Reputation: 539
Roughly speaking, I'm calling the following function twice in a row:
def _read_bytes(path):
with open(path, "rb") as f:
print(f"f.tell() (should always be 0): {f.tell()}")
s = f.read()
print(f"f.read(): {s}")
print(f"f.tell() (should be length of file): {f.tell()}")
print(f"f.seek(0, 2) (should be length of file): {f.seek(0, 2)}")
return s
We're seeing a flake in CI where running this twice results in the following output:
# first time
f.tell() (should always be 0): 0
f.read(): b'PAR1\x15\x00\x15\x0e......' # 1109 bytes long
f.tell() (should be length of file): 1109
f.seek(0, 2) (should be length of file): 1109
# second time
f.tell() (should always be 0): 0
f.read(): b'PAR1\x15\x00\x15\x0e......' # 10585 bytes long
f.tell() (should be length of file): 10585
f.seek(0, 2) (should be length of file): 10585
The bytes in the first f.read()
contains exactly the first 1109 bytes of the second f.read()
call.

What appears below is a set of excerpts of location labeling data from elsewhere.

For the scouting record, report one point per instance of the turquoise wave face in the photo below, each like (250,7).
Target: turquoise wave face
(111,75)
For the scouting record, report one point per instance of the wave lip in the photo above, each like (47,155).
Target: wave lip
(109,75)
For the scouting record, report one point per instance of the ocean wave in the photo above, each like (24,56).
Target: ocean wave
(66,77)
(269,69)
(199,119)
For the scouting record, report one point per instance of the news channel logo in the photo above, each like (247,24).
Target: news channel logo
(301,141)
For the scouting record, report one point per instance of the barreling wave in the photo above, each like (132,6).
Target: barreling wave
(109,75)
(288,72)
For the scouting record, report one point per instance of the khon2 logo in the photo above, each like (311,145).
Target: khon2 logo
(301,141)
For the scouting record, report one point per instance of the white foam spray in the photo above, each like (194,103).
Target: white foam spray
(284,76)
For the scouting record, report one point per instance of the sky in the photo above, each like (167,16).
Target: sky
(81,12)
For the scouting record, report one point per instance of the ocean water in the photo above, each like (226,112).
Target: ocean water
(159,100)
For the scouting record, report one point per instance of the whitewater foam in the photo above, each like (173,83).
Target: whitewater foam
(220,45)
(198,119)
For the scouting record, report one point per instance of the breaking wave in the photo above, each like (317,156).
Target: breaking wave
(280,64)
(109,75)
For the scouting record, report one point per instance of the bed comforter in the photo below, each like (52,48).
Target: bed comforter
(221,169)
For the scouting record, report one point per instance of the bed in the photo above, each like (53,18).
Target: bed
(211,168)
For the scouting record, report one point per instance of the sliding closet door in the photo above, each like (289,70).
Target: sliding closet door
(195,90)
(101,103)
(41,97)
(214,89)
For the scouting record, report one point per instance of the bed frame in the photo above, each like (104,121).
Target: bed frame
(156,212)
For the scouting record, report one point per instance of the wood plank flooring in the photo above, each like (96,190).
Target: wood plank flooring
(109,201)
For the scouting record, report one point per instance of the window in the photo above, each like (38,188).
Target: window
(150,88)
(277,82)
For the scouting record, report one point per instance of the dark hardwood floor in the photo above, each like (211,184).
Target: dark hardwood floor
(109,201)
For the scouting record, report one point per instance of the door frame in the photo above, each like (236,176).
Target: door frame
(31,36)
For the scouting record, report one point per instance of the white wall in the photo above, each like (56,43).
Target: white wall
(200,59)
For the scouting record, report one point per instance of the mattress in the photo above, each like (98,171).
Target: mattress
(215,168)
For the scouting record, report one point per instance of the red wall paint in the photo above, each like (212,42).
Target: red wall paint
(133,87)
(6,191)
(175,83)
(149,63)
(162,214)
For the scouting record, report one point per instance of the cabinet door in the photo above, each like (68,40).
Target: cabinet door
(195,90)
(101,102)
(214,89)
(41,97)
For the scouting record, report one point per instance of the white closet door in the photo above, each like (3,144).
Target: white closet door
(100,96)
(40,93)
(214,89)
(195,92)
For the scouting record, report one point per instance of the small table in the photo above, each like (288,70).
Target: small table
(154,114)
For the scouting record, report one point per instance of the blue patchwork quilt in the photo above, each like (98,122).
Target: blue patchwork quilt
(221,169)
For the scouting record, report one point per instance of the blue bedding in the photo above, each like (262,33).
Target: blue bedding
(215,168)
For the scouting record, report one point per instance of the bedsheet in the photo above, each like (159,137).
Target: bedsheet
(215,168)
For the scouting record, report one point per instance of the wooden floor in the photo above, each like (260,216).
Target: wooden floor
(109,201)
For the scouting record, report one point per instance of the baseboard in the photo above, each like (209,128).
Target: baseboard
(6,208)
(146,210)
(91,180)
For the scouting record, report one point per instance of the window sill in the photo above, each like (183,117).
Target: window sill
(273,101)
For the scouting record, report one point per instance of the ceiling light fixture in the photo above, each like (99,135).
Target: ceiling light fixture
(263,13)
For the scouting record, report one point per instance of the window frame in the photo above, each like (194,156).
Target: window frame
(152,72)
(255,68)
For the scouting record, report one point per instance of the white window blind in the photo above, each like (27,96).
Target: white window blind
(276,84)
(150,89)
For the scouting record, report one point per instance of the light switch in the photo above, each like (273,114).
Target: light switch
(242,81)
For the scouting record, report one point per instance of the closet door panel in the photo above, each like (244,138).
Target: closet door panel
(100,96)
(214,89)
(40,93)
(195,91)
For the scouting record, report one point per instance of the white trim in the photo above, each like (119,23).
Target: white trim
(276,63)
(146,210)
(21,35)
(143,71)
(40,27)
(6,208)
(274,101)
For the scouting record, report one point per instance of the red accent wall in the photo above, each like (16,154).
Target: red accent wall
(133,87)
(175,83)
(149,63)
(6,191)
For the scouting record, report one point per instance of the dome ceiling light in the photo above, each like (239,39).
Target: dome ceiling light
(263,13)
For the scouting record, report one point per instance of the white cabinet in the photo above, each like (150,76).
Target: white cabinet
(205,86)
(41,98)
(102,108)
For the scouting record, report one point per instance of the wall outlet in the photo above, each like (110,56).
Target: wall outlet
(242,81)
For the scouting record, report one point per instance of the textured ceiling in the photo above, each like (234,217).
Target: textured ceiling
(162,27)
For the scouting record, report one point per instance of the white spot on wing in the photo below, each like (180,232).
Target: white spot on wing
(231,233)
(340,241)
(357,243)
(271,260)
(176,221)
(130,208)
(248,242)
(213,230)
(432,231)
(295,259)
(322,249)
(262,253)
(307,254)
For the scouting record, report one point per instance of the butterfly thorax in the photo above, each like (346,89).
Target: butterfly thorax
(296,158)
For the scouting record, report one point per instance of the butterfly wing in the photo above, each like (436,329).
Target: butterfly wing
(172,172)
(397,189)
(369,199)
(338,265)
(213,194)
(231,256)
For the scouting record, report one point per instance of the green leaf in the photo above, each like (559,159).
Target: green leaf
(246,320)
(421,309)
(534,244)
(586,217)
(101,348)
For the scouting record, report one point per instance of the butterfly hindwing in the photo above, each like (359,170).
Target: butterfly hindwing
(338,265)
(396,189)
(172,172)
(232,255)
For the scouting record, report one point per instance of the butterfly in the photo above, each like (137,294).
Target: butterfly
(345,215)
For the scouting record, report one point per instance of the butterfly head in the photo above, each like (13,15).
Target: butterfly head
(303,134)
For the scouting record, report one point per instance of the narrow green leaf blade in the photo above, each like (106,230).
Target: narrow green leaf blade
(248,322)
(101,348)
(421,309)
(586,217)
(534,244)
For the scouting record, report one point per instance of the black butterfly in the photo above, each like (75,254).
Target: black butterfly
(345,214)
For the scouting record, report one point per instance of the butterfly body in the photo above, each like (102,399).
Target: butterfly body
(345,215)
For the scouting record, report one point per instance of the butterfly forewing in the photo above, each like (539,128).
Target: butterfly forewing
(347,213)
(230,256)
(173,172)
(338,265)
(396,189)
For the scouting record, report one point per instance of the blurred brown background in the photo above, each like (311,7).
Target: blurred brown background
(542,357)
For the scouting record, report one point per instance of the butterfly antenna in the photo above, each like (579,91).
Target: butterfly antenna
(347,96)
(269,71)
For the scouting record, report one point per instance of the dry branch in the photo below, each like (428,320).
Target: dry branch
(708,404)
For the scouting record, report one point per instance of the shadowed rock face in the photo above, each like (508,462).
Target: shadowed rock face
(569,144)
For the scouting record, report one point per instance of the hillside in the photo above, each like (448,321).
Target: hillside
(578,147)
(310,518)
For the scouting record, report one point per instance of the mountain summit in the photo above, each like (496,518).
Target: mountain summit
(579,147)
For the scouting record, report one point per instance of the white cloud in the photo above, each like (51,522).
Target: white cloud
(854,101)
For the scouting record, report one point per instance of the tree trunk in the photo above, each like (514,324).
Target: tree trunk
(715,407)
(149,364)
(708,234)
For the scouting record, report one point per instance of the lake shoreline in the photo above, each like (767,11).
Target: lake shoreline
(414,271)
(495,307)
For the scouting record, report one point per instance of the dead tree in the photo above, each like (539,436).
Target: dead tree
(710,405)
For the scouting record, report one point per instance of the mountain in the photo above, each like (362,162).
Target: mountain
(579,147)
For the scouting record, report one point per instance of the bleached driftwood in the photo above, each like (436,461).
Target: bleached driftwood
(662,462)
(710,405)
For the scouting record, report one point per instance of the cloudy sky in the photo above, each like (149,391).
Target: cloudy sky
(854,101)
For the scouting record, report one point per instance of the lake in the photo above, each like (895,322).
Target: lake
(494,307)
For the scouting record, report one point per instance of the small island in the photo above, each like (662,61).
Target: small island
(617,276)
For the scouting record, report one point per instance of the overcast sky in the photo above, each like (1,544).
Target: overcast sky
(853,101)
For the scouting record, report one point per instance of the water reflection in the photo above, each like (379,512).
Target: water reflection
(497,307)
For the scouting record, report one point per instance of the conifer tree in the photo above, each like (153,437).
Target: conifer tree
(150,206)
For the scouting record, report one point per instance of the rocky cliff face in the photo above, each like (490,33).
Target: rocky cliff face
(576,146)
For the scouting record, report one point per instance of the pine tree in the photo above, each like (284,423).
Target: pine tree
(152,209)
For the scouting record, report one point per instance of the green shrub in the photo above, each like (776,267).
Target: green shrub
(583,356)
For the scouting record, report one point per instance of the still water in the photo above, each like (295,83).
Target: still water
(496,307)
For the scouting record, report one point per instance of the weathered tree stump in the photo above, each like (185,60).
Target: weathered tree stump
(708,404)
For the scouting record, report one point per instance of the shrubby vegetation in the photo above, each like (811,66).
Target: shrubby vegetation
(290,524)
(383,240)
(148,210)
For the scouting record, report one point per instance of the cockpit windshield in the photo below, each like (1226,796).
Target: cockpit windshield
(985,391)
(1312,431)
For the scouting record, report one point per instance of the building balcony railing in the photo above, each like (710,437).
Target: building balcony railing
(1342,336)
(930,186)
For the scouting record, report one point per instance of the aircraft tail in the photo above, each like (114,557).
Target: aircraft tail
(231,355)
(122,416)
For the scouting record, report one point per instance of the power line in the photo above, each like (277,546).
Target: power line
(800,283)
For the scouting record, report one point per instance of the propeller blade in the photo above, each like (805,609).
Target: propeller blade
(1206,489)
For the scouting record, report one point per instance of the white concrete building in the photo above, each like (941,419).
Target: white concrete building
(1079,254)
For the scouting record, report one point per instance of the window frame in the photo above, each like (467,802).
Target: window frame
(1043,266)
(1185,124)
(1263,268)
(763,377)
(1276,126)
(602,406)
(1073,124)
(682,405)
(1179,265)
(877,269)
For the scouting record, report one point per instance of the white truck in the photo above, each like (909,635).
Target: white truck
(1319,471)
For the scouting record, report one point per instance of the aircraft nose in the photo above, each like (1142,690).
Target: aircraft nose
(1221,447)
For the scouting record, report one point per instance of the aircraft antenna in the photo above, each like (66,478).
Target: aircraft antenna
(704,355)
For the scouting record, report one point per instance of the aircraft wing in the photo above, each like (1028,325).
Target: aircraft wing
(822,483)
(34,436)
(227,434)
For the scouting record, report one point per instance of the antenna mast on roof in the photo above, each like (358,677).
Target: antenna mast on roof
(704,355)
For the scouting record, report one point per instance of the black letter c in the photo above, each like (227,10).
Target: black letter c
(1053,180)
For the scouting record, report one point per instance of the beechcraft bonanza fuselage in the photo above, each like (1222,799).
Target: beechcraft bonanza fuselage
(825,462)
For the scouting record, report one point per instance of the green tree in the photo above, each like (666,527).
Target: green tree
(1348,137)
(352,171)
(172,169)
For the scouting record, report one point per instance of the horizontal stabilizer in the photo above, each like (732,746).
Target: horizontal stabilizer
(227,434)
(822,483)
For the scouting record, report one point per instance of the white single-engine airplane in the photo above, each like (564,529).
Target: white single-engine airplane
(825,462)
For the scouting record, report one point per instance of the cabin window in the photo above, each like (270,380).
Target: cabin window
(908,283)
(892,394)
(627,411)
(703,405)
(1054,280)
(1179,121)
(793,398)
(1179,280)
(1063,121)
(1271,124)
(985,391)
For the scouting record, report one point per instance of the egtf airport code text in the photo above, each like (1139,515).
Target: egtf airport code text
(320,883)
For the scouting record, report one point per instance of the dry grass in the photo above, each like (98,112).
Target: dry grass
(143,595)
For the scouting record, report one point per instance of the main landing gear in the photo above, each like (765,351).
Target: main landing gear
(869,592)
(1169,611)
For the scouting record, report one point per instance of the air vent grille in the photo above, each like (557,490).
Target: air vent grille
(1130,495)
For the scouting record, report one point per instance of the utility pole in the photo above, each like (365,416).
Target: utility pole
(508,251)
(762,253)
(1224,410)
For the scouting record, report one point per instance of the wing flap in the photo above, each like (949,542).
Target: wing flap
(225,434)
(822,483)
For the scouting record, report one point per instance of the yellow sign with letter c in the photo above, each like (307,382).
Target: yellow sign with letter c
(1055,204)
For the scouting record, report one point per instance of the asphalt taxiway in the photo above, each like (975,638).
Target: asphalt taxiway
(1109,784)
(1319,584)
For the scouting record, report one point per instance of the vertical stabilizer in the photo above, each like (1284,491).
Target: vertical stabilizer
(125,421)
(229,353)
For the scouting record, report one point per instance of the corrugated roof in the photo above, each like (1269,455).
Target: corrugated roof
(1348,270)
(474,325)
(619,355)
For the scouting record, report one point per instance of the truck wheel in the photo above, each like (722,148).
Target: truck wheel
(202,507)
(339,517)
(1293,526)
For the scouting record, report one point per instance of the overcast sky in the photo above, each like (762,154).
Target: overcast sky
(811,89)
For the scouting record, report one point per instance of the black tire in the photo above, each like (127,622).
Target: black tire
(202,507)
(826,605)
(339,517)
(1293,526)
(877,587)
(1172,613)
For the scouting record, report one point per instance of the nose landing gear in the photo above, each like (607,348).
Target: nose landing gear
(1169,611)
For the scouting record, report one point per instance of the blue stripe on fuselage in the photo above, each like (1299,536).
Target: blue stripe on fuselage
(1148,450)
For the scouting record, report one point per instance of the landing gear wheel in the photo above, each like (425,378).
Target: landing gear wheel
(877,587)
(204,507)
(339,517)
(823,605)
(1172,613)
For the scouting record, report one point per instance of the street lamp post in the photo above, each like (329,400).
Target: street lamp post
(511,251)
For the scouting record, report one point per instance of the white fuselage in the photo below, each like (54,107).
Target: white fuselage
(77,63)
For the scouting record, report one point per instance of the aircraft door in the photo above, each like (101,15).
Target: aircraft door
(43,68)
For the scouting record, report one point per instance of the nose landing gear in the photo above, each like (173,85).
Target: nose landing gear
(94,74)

The really odd thing about this is that f.seek(0, 2)
returns different numbers each time. When might f.seek(0, 2)
return different values on the same file?
Details:
Upvotes: 0
Views: 207
Reputation: 539
I forgot that I have multiple threads writing to the same file, so another thread might have cleared the file + partially written the file when the current thread is reading the file. facepalm
Solution was to use a file lock to ensure that only one thread writes + reads the file at a time.
Upvotes: 1